The Right Hon. RICHARD EVERARD WEBSTER, VISCOUNT ALVERSTONE, G.C.M.G., P.C., LL.D. (Cantab.), late Lord Chief Justice of England, died at Cranleigh, Surrey, on the 15th December, 1915.

Born on the 22nd December, 1842, he was the second son of the late Mr. Thomas Webster, Q.C., who was the first Secretary and subsequently Honorary Secretary of The Institution, with which both father and son were thus identified.

Richard Webster was educated at King’s College, London, and Charterhouse, and at Trinity College, Cambridge. Taking his degree in 1865, he was called to the Bar in Lincoln’s Inn in 1868, and ten years later was made Queen’s Counsel.

From the earliest years of his distinguished career at the Bar, he became intimately associated with the Parliamentary and legal side of engineering enterprise, particularly in railway matters, and his thorough grasp of the principles of mechanical science and keen interest in their practical applications, an aptitude inherited from his father, rendered his work in this field especially notable. He entered Parliament in 1885, and immediately afterwards became Attorney-General.

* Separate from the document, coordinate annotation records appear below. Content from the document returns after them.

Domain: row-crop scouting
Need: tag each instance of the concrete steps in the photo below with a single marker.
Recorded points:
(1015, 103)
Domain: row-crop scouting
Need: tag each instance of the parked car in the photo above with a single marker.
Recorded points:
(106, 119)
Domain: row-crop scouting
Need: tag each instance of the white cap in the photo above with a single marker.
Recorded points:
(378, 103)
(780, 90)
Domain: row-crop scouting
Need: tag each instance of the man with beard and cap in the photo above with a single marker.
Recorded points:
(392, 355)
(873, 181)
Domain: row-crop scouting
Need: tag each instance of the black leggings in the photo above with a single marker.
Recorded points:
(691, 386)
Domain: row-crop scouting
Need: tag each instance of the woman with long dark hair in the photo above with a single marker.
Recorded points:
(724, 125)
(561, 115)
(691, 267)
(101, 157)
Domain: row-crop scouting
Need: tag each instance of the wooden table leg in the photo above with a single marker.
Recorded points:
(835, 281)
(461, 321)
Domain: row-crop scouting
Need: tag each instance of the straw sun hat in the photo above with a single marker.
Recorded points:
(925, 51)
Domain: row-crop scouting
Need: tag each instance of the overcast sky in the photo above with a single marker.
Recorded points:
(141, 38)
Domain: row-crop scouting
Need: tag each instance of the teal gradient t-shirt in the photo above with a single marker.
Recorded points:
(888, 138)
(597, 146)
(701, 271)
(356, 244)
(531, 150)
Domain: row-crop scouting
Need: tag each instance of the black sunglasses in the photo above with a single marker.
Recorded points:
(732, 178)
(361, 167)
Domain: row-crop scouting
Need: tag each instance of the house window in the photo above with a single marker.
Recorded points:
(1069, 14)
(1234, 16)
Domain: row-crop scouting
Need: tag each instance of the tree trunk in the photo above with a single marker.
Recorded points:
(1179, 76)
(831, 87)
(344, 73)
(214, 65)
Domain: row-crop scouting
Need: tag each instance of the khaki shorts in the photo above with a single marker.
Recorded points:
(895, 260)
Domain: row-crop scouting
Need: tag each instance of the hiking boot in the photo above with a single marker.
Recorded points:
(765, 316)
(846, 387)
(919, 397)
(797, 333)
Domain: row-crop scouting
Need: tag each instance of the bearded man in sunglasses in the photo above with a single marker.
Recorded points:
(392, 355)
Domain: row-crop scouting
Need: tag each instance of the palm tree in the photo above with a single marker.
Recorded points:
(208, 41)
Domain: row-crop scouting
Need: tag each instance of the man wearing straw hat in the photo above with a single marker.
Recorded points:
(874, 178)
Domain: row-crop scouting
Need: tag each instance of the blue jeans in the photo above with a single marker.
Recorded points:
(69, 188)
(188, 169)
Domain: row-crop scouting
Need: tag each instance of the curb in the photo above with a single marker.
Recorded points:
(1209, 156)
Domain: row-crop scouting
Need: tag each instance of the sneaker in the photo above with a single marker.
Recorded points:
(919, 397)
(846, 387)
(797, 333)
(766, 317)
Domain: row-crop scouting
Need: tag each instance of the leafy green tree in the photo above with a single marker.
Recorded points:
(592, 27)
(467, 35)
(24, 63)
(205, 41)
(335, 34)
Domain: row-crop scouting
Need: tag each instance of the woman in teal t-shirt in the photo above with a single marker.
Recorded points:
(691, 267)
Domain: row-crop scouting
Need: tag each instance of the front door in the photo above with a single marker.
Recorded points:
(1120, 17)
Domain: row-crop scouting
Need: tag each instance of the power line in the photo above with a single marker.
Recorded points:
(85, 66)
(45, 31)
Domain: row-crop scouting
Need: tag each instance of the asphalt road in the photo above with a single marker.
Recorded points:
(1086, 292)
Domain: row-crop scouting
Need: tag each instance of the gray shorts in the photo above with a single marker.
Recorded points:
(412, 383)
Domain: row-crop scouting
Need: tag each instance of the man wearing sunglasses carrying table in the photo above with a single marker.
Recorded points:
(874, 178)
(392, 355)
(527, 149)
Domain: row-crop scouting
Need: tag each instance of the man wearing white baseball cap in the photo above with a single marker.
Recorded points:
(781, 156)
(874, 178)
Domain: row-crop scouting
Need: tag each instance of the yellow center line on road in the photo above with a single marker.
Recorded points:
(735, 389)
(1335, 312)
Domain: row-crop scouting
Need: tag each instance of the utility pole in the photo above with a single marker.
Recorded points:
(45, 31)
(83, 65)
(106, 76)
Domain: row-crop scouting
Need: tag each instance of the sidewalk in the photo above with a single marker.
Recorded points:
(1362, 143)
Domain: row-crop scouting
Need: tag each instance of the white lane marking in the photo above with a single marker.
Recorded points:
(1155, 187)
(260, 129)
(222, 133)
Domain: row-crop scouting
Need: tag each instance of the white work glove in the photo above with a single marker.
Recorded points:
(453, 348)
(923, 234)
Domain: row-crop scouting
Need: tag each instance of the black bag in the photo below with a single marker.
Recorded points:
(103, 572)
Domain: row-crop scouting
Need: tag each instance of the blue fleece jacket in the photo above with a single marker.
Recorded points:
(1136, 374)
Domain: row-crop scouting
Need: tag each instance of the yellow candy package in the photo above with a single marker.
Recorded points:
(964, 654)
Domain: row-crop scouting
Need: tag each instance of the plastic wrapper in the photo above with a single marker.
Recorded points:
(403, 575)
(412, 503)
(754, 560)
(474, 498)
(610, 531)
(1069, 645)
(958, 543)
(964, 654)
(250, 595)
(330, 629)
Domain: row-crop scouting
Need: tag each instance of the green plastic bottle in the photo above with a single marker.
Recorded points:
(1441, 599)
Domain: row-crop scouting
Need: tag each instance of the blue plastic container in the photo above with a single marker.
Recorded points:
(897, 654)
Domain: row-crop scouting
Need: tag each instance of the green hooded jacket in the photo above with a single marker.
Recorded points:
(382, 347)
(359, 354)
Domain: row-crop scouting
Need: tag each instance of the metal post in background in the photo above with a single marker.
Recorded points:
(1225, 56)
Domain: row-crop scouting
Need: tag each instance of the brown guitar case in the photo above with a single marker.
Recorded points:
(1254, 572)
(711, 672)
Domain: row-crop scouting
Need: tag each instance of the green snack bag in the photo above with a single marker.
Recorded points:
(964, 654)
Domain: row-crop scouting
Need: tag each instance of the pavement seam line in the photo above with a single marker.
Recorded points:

In October, 1900, after serving a few months as Master of the Rolls, he became Lord Chief Justice in succession to Lord Russell of Killowen. He served his country in many important commissions, including the Behring Sea arbitration, the Venezuela dispute, and the Alaska Boundary Commission; was made a G.C.M.G. in 1893, a baronet in 1899, and was raised to the peerage in the following year.

On his retirement, he was created a Viscount. Despite many and onerous preoccupations, Lord Alverstone retained to the last his interest in the work of The Institution, and was a frequent speaker at its annual dinners.

He was elected an Associate on the 4th December, 1883; and on the 5th March, 1901, he was elected an Honorary Member, “because, during his distinguished career at the Bar, he has gained the respect and esteem of the members of this Institution, the best interests of which, during his long attachment to it as an Associate, have uniformly received his support.”

1916 Obituary [2]

RICHARD EVERARD WEBSTER, VISCOUNT ALVERSTONE, G.C.M.G., born on the 22nd December, 1842, was the second son of Thomas Webster, one of the founders of the Society of Arts.

He was educated at King's College, London, at Charterhouse, and at Trinity College, Cambridge.

In 1868 he was called to the Bar and soon obtained a large practice, devoting himself more particularly to railway work and patents.

In 1885 he entered Parliament as member for Launceston. This town shortly afterwards ceasing to be a Parliamentary borough, he successfully contested the Isle of Wight and sat for that constituency for 15 years. He was made Attorney-General soon after entering Parliament and held that office from 1885 to 1892 and from 1895 to 1900. In the last-mentioned year he was appointed Master of the Rolls, becoming in October of the same year Lord Chief Justice of England.

During his Parliamentary career and whilst on the Bench he was engaged in many important cases, among others, the Behring Sea Arbitration in 1893, the Transvaal raid of 1896, the Venezuela dispute in 1899, and the arbitration between the United States and Great Britain to determine the boundaries of Alaska. In recent years he took a prominent part in the Court of Criminal Appeal, over which he usually presided.

In 1899 he was made a baronet, and in June 1900 he was raised to the peerage, being afterwards created a Viscount on his retirement in 1913.

He died on the 15th December, 1915, at Cranleigh, Surrey.

He was elected a Member of the Institution in 1891.